According to TS Ahluwalia, President, North India Shipper Association (NISA), “Now, shipping lines have to specially bring empty containers to India from various parts of the world and that freight cost has to be paid by exporters.” Exporters are thus seeing a sharp surge in freight rates, he added.
Export viability hit
In fact, for produce with lower margins — like rice — higher shipping charges can reverse export feasibility, said Ahluwalia. Import of low-cost products from China, that used to occupy a large number of containers, has dropped or is getting stuck (due to delays in Custom clearance), which is adding to shortage of empty boxes. Exporters, wherever possible, are resorting to sending their cargo to ports from where they can be stuffed into containers, instead of getting containers to their factory in the hinterland and filling them. “Earlier, for exports to three major trading hubs for India —Dubai, Hong Kong and Singapore — the containers could be had at freight rates of $10-100 per twenty foot equivalent unit sized box. However, due to the imbalance, freight rates to get containers also have soared exponentially,” Ahluwalia, who is also Convenor, Port and Logistics Committee, Federation of Indian Export Organisations (FIEO), told BusinessLine.
Demand forecast issue
A large port on the West coast is receiving approximately 70,000 empty containers a month especially to meet the demand from exporters since September. Totally, shipping lines plan to bring in about four lakh empty containers per month to India.
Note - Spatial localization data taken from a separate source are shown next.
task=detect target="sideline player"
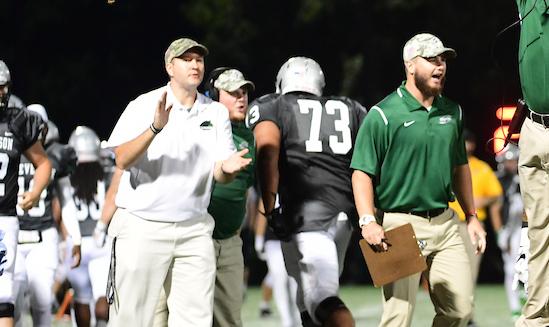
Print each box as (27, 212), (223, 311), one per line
(0, 60), (52, 327)
(250, 57), (366, 326)
(13, 104), (81, 327)
(66, 126), (111, 327)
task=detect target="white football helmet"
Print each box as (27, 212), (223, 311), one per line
(275, 57), (325, 96)
(69, 126), (101, 163)
(0, 60), (11, 110)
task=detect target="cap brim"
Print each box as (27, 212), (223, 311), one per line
(224, 81), (255, 92)
(186, 45), (209, 56)
(439, 48), (457, 59)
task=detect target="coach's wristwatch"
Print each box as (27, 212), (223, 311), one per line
(359, 214), (376, 228)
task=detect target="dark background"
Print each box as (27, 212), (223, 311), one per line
(1, 0), (522, 284)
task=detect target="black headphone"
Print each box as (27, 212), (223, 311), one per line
(204, 66), (234, 101)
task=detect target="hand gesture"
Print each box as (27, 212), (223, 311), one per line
(93, 221), (108, 248)
(152, 90), (173, 130)
(222, 149), (252, 175)
(362, 222), (388, 251)
(467, 216), (487, 254)
(18, 191), (40, 211)
(71, 244), (82, 268)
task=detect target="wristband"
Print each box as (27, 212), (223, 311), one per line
(150, 123), (162, 134)
(359, 214), (376, 228)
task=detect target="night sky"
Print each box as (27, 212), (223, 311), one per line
(1, 0), (522, 164)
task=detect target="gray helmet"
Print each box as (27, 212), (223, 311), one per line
(275, 57), (325, 96)
(0, 61), (10, 85)
(496, 143), (520, 163)
(69, 126), (101, 163)
(46, 120), (60, 145)
(0, 60), (11, 110)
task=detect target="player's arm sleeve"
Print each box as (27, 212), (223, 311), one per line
(55, 176), (82, 246)
(10, 109), (44, 151)
(350, 106), (388, 178)
(247, 99), (281, 132)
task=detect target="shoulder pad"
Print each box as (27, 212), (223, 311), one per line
(47, 143), (77, 178)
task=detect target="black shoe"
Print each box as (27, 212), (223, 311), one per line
(260, 307), (272, 318)
(467, 320), (477, 327)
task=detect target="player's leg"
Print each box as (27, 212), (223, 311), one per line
(12, 240), (30, 326)
(265, 240), (300, 327)
(165, 214), (216, 326)
(25, 227), (58, 327)
(88, 240), (111, 327)
(427, 212), (473, 327)
(259, 272), (273, 317)
(503, 228), (522, 319)
(67, 245), (93, 327)
(516, 117), (549, 327)
(0, 217), (20, 327)
(212, 235), (244, 327)
(281, 230), (353, 326)
(106, 209), (173, 327)
(334, 213), (353, 277)
(378, 212), (427, 327)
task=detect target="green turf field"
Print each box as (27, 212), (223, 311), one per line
(241, 284), (516, 327)
(46, 284), (516, 326)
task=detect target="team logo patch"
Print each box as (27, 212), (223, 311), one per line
(438, 115), (452, 125)
(238, 141), (249, 150)
(200, 120), (213, 130)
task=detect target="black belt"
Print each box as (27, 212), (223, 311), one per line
(408, 208), (447, 219)
(528, 109), (549, 128)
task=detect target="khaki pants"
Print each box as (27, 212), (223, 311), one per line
(516, 118), (549, 327)
(379, 209), (473, 327)
(107, 209), (215, 327)
(212, 234), (244, 327)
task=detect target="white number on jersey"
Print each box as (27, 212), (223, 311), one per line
(0, 153), (8, 196)
(297, 99), (352, 155)
(75, 181), (105, 221)
(16, 177), (47, 217)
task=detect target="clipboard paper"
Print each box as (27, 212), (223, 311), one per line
(359, 223), (427, 287)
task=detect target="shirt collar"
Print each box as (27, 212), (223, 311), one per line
(166, 82), (205, 114)
(397, 81), (442, 113)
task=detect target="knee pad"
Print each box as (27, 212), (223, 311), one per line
(314, 296), (346, 324)
(0, 303), (15, 318)
(300, 311), (321, 327)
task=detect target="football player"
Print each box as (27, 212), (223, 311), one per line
(13, 104), (81, 327)
(65, 126), (111, 327)
(249, 57), (366, 327)
(0, 61), (52, 327)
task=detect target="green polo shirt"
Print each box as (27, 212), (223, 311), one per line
(351, 83), (467, 212)
(516, 0), (549, 114)
(209, 122), (255, 240)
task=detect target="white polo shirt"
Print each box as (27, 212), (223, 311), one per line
(108, 83), (235, 222)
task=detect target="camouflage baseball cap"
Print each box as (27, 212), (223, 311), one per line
(214, 69), (255, 92)
(403, 33), (456, 61)
(164, 38), (209, 64)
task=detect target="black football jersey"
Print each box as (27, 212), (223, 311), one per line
(73, 180), (106, 237)
(0, 108), (43, 216)
(248, 93), (367, 231)
(17, 142), (77, 231)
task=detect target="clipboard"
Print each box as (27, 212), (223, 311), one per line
(359, 223), (427, 287)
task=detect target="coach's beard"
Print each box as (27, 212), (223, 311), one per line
(415, 73), (445, 98)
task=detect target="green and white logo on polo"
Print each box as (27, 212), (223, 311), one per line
(439, 115), (452, 125)
(200, 120), (213, 130)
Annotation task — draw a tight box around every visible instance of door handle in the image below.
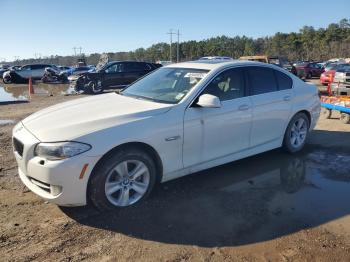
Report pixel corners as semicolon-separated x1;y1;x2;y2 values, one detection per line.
238;104;250;111
283;95;291;101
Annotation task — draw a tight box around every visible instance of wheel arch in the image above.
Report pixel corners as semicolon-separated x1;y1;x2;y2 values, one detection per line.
87;141;164;190
296;110;311;126
283;109;312;140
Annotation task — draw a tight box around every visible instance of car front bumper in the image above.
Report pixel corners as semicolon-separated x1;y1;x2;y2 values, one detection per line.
12;122;99;206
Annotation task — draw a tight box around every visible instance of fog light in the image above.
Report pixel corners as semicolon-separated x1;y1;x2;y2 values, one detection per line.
50;185;62;196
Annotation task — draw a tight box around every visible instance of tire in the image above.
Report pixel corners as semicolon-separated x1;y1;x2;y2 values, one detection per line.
88;147;157;211
87;80;103;94
340;113;350;124
306;73;312;79
283;113;309;153
3;75;11;84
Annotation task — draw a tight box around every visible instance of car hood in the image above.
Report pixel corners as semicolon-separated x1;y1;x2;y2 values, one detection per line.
22;93;173;141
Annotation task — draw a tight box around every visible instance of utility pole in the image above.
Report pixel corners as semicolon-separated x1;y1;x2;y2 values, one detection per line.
177;29;180;63
167;29;174;62
73;47;77;56
167;29;180;62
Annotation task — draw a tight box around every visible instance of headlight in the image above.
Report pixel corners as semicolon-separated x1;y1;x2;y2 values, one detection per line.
34;142;91;160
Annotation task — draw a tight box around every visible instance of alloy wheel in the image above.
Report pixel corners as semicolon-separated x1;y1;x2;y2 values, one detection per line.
290;118;307;148
104;160;150;207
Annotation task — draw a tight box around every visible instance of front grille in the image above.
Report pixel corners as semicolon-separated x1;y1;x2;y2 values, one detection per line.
13;137;24;156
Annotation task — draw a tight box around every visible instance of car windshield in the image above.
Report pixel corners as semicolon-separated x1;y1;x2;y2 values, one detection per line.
121;67;209;104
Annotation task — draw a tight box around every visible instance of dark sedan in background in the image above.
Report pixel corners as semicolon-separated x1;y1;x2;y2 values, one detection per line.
73;61;161;94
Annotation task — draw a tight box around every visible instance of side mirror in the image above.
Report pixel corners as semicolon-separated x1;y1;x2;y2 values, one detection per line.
196;94;221;108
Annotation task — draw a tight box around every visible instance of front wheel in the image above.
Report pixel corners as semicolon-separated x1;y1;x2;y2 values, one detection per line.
283;113;309;153
3;75;11;84
89;148;157;211
87;80;103;94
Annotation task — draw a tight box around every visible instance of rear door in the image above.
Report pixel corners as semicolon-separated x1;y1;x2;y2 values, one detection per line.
246;66;293;148
31;64;47;78
125;62;152;84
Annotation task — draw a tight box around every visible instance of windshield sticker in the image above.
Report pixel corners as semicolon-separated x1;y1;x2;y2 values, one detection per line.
175;93;186;100
184;72;207;78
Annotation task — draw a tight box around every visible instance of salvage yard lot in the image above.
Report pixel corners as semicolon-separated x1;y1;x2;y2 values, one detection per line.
0;83;350;261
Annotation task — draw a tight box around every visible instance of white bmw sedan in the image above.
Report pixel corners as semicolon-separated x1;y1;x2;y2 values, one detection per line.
12;60;320;210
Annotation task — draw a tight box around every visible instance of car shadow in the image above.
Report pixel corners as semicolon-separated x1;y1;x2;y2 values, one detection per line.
61;135;350;247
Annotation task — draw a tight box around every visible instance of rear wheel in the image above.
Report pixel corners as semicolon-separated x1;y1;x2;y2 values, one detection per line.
283;113;309;153
89;148;157;211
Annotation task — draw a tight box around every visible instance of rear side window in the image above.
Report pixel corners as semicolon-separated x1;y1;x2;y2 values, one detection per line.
247;67;278;95
31;65;43;70
275;70;292;90
126;62;151;71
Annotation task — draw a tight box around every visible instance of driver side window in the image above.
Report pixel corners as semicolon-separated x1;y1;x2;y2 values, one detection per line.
21;65;31;70
105;63;124;73
202;68;245;101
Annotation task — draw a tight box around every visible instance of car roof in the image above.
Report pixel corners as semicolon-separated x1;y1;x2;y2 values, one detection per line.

In fact, another challenge is exporters are unable to provide an advanced demand forecast to shipping lines about the number of containers they require, said Ahluwalia.
Importers — who get two weeks of free time to empty cargo from their containers — are not in a hurry to free up the containers early as the demurrage charges for the first week after the two-week free period is low. Moreover, the faceless Customs approval process — the online approval — which was put in place recently has not yet been streamlined and is taking more time, said Ahluwalia.